How to get rows, by group, of data frame with earliest timestamp? - r

df <- data.frame(group=c(1,2,4,2,1,4,2,3,3),
ts=c("2014-02-13","2014-06-01","2014-02-14","2014-02-11","2013-02-01","2014-02-02","2014-03-21","2014-12-01","2014-02-11"),
letter=letters[1:9])
df$ts <- as.Date(df$ts,format='%Y-%m-%d')
I want to find an operation that will produce the complete rows containing the minimum timestamp per group, in this case,
group ts letter
1 2013-02-01 e
4 2014-02-02 f
2 2014-02-11 d
3 2014-02-11 i
A quick and dirty (and slow) base R solution would be
dfo <- data.frame(df[order(df$ts,decreasing=F),],index=seq(1:nrow(df)))
mins <- tapply(dfo$index,dfo$group,min)
dfo[dfo$index %in% mins,]
Intuitively, I think if there was a way to add an order index by group then I could just filter to where that column's value is 1, but I'm not sure how to execute it without lots of subsetting and rejoining.

You could use dplyr
library(dplyr)
group_by(df, group) %>% summarise(min = min(ts), letter = letter[which.min(ts)])
# group min letter
# 1 1 2013-02-01 e
# 2 2 2014-02-11 d
# 3 3 2014-02-11 i
# 4 4 2014-02-02 f
You could also slice the ranked rows
group_by(df, group) %>%
mutate(rank = row_number(ts)) %>%
arrange(rank) %>%
slice(1)

Here's a data.table solution.

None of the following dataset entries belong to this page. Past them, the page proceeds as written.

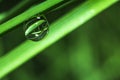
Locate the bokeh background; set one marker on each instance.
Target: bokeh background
(91, 52)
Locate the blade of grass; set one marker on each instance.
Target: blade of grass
(58, 29)
(26, 15)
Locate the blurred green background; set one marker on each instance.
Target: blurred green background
(91, 52)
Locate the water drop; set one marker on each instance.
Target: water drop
(36, 28)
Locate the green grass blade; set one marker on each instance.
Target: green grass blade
(26, 15)
(58, 29)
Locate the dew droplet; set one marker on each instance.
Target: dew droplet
(36, 28)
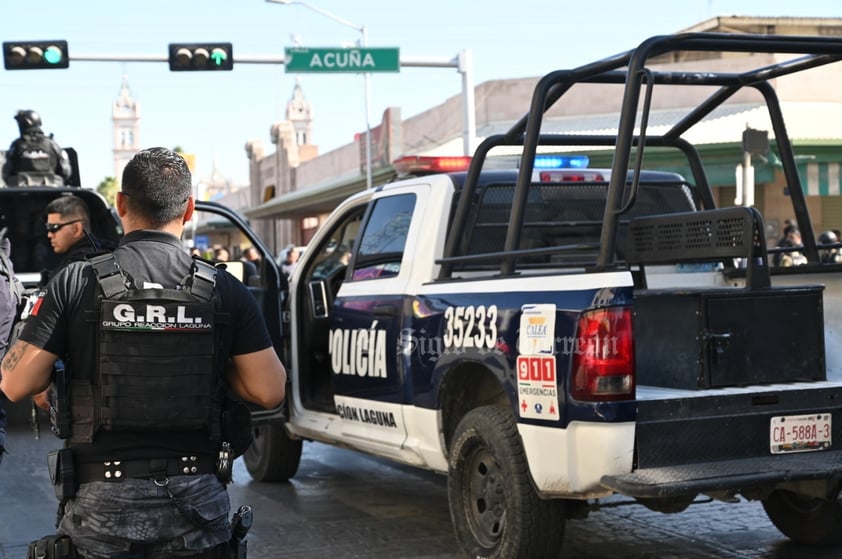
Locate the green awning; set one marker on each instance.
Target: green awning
(820, 179)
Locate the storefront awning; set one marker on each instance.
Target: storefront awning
(820, 179)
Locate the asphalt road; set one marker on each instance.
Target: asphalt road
(344, 504)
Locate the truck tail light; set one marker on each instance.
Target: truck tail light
(603, 360)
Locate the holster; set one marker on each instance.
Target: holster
(56, 546)
(62, 473)
(240, 525)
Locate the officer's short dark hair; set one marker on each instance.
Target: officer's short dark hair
(70, 206)
(157, 184)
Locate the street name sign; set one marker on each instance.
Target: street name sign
(338, 59)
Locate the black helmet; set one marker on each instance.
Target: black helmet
(27, 120)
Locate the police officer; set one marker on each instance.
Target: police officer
(35, 158)
(68, 229)
(132, 495)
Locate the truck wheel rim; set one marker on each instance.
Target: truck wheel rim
(486, 498)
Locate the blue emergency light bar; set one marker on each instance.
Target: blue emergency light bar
(561, 161)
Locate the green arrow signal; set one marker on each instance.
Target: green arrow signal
(219, 56)
(53, 55)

You seem to want the result orders by ts, not group. THis does that.
library(data.table)
setDT(df)[,.SD[which.min(ts)],by=group][order(ts)]
# group ts letter
# 1: 1 2013-02-01 e
# 2: 4 2014-02-02 f
# 3: 2 2014-02-11 d
# 4: 3 2014-02-11 i

Here's a one-liner using base R.
df[sapply(split(df,df$group), function(x) row.names(x)[which.min(x$ts)] ),]
Breaking it down some:
list.by.group <- split(df,df$group)
#a vector of the row names corresponding to the earliest date in each group
names.of.which.min <- sapply(list.by.group, function(x) row.names(x)[which.min(x$ts)])
#subset the data frame by row name
df[names.of.which.min,]

Related

How to filter rows based on difference in dates between rows in R?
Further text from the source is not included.